Para evitar surtos e garantir a manutenção do status de país livre do sarampo, é necessário um esforço multissetorial que envolva três frentes principais: a intensificação da vacinação, o fortalecimento da vigilância epidemiológica e respostas ágeis e eficazes a casos suspeitos. O Ministério da Saúde tem investido em campanhas de multivacinação e na busca ativa de não vacinados, além de utilizar plataformas digitais para engajar o público jovem.
Um exemplo bem-sucedido desse esforço foi o trabalho em Campos Lindos, no Tocantins, onde cerca de 60% dos casos de sarampo de 2025 foram registrados. As equipes de saúde localizadas ali conseguiram conter a disseminação do vírus por meio da vacinação e identificação de contatos.

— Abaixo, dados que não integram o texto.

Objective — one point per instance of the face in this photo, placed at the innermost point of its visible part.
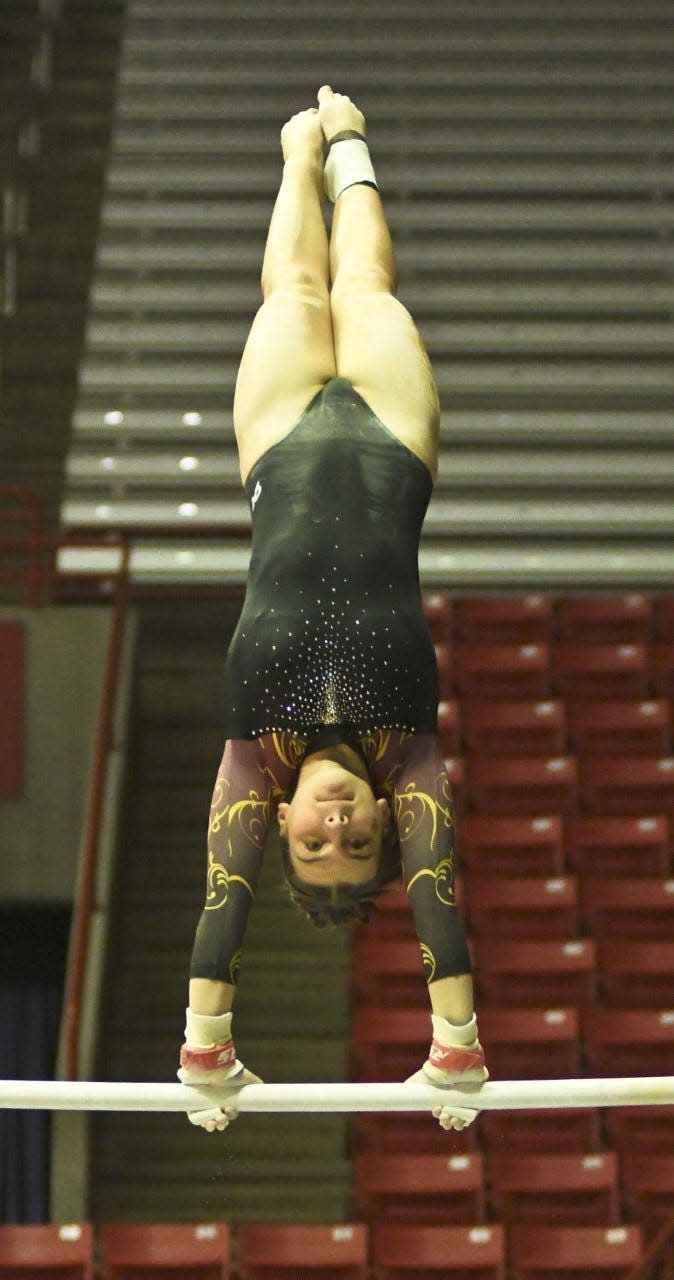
(334, 823)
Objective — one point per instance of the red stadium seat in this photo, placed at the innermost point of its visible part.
(501, 906)
(536, 1132)
(663, 668)
(455, 772)
(573, 1189)
(629, 1041)
(391, 918)
(619, 728)
(637, 974)
(619, 846)
(530, 1043)
(628, 906)
(408, 1252)
(596, 671)
(649, 1185)
(512, 972)
(449, 727)
(512, 846)
(605, 618)
(429, 1188)
(628, 785)
(438, 609)
(164, 1251)
(46, 1252)
(514, 727)
(503, 618)
(389, 1043)
(415, 1133)
(501, 671)
(388, 972)
(640, 1129)
(443, 658)
(523, 785)
(571, 1252)
(324, 1252)
(664, 617)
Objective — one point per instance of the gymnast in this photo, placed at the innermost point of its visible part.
(330, 677)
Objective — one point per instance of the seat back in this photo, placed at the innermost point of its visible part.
(47, 1249)
(421, 1188)
(131, 1251)
(532, 972)
(577, 1189)
(280, 1252)
(555, 1253)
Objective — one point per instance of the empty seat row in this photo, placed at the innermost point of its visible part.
(577, 972)
(522, 1043)
(567, 785)
(568, 668)
(348, 1251)
(615, 618)
(645, 1130)
(480, 726)
(539, 906)
(549, 845)
(573, 1188)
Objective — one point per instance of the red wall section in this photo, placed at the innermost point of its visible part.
(12, 708)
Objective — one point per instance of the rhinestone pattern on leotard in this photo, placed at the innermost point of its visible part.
(331, 629)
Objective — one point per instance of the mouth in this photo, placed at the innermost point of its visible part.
(335, 791)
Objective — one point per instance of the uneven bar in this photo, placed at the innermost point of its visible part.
(494, 1096)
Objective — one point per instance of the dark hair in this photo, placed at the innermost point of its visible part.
(338, 904)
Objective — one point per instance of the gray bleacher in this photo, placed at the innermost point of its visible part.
(527, 165)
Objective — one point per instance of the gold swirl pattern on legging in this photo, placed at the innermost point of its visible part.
(218, 885)
(426, 818)
(250, 816)
(234, 965)
(429, 961)
(444, 881)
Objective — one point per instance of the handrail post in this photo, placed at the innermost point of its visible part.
(83, 905)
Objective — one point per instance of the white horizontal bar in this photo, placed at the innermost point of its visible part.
(496, 1096)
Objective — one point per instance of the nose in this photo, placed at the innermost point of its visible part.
(337, 818)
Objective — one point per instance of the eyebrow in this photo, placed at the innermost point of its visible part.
(357, 858)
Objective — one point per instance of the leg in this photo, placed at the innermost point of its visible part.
(377, 346)
(289, 353)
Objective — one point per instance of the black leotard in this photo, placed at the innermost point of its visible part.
(333, 643)
(333, 626)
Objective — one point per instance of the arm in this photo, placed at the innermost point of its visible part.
(422, 801)
(251, 777)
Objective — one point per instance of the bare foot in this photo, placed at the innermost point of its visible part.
(303, 136)
(337, 112)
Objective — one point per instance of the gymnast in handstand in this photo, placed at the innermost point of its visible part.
(330, 677)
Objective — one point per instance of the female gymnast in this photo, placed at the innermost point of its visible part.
(331, 681)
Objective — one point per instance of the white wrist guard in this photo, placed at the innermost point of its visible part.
(348, 164)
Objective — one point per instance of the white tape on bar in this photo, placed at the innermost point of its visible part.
(495, 1096)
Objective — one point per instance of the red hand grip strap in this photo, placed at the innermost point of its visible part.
(457, 1060)
(209, 1059)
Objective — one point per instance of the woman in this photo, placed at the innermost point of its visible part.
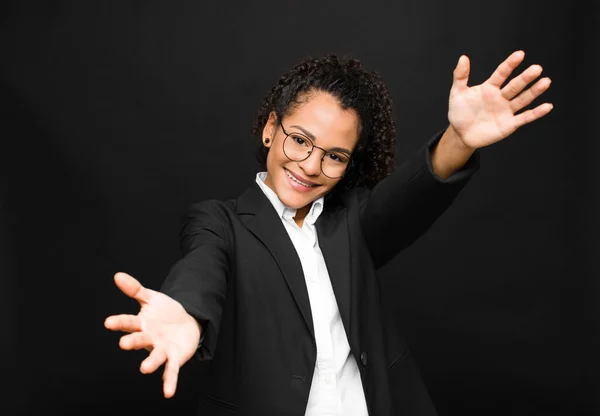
(276, 292)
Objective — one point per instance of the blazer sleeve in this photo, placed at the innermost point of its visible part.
(403, 206)
(199, 279)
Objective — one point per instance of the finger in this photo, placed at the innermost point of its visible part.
(461, 74)
(170, 377)
(527, 96)
(135, 341)
(125, 323)
(530, 115)
(157, 357)
(518, 84)
(504, 70)
(131, 287)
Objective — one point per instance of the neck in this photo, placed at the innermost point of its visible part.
(301, 214)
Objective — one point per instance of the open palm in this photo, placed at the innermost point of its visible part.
(485, 114)
(162, 326)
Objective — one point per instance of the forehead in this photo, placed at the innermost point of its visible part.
(321, 114)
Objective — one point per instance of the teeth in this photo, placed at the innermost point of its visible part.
(296, 180)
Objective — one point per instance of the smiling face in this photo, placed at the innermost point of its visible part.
(330, 127)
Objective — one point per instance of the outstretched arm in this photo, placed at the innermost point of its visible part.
(485, 114)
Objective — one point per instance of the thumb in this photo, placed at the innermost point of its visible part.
(461, 74)
(131, 287)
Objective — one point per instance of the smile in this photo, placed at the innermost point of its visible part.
(296, 180)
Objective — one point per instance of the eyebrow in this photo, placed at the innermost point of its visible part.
(314, 139)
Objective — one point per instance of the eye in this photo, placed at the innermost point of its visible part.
(336, 158)
(299, 140)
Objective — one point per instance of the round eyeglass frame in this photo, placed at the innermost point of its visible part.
(349, 165)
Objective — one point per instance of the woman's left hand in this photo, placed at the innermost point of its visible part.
(485, 114)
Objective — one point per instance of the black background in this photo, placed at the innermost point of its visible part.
(117, 115)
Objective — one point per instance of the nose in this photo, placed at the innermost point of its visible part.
(312, 165)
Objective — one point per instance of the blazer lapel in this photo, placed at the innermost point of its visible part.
(332, 231)
(266, 225)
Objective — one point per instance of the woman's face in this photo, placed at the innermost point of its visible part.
(330, 127)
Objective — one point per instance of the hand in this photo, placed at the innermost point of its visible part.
(162, 327)
(485, 114)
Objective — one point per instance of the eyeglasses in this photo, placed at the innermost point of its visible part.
(297, 147)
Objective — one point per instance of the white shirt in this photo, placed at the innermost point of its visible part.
(336, 388)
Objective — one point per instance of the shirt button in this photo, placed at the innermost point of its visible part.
(364, 358)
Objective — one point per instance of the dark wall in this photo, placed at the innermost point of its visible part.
(117, 115)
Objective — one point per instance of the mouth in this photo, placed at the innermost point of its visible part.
(297, 183)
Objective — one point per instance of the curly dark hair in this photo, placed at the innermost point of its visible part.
(355, 88)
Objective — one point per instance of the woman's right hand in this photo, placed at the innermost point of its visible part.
(162, 327)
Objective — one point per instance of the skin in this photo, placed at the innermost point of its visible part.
(479, 116)
(331, 126)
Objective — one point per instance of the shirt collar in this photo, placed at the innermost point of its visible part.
(284, 211)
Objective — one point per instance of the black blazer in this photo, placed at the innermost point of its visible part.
(241, 278)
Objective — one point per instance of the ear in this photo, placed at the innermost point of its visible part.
(270, 129)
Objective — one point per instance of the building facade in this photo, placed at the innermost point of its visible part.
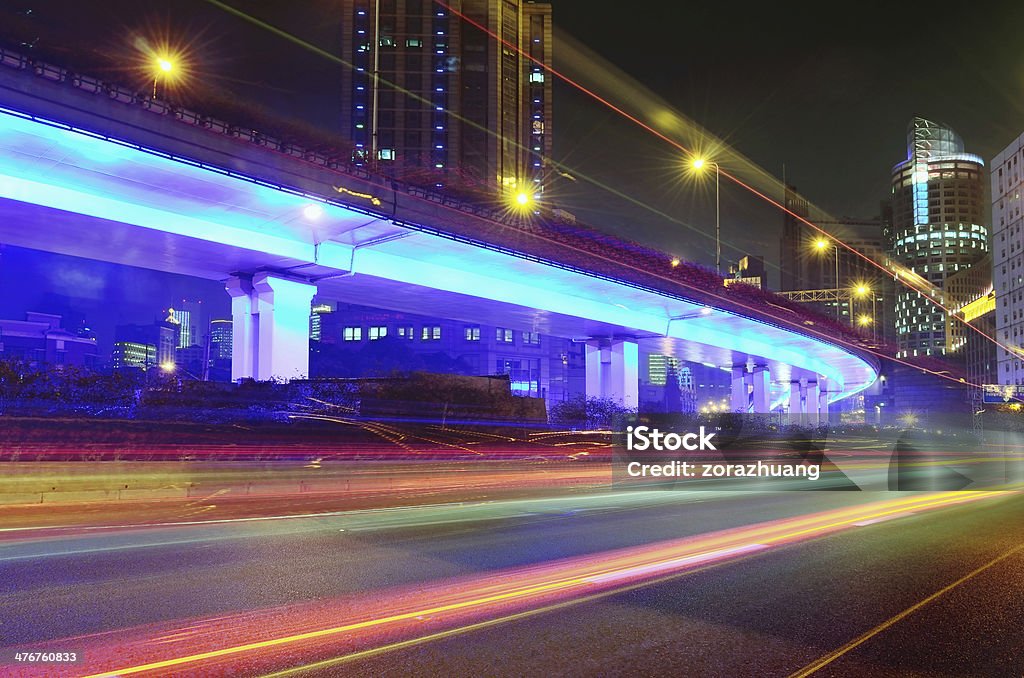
(144, 346)
(357, 341)
(40, 339)
(1008, 259)
(937, 228)
(429, 87)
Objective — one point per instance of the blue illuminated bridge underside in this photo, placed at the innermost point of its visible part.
(66, 191)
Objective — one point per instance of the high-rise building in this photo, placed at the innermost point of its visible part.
(793, 247)
(220, 339)
(314, 320)
(358, 341)
(429, 87)
(1008, 259)
(188, 316)
(937, 228)
(144, 346)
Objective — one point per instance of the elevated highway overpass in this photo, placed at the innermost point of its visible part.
(90, 170)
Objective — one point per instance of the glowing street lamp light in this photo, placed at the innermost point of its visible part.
(861, 290)
(698, 164)
(164, 69)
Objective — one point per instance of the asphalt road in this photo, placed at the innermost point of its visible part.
(770, 611)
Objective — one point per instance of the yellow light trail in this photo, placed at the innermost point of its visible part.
(581, 574)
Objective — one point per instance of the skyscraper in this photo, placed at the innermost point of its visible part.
(793, 251)
(1008, 259)
(430, 87)
(937, 227)
(187, 315)
(314, 320)
(221, 335)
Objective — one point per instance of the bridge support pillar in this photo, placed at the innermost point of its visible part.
(739, 399)
(613, 371)
(269, 327)
(796, 403)
(812, 401)
(822, 401)
(761, 379)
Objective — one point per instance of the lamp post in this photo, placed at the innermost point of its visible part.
(821, 245)
(860, 291)
(698, 164)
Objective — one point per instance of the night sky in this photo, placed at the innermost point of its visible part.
(824, 88)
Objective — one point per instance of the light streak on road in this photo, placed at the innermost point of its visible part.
(286, 636)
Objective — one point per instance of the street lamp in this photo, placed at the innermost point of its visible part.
(821, 245)
(860, 291)
(166, 69)
(698, 164)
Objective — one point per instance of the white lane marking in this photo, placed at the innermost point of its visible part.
(892, 516)
(655, 567)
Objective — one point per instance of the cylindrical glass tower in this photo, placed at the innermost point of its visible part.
(938, 213)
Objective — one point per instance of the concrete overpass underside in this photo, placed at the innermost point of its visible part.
(73, 193)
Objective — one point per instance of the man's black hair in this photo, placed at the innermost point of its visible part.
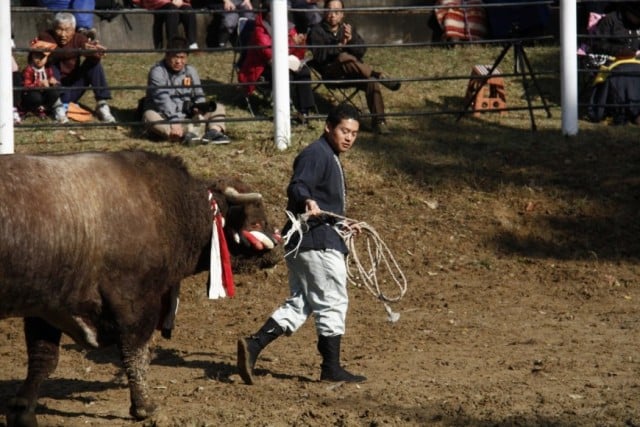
(177, 44)
(342, 112)
(326, 3)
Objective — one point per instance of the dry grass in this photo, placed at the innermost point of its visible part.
(491, 157)
(520, 249)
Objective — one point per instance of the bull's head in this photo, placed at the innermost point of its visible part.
(252, 240)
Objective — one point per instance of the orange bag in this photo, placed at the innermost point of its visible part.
(78, 114)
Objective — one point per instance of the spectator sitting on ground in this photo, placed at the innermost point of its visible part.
(41, 95)
(16, 78)
(172, 17)
(74, 73)
(616, 35)
(304, 20)
(344, 60)
(175, 95)
(257, 63)
(233, 10)
(84, 20)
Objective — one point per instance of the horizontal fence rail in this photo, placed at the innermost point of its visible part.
(137, 86)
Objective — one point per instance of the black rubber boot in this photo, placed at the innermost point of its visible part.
(329, 348)
(249, 348)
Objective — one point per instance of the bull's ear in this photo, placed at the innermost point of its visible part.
(233, 196)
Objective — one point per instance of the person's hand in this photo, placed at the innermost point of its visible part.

Historicamente, o sarampo foi responsável por altas taxas de mortalidade, especialmente infantil, no Brasil, mas foi controlado progressivamente desde a década de 1990. Por ser um dos vírus mais contagiosos, a reintrodução do sarampo no país representa um risco significativo. A vacinação, portanto, mantém-se como a principal ferramenta preventiva. O Sistema Único de Saúde (SUS) oferece a vacina gratuitamente em duas doses para crianças a partir de 12 meses e para adultos com menos de 30 anos de idade. Para aqueles com idades entre 30 e 59 anos, é disponibilizada uma dose única. É fundamental que todos verifiquem seu estado vacinal e regularizem seu calendário de acordo com a faixa etária. Vacinar-se é não apenas uma questão de proteção pessoal, mas um compromisso com a saúde coletiva, especialmente em relação a populações vulneráveis que não podem ser vacinadas.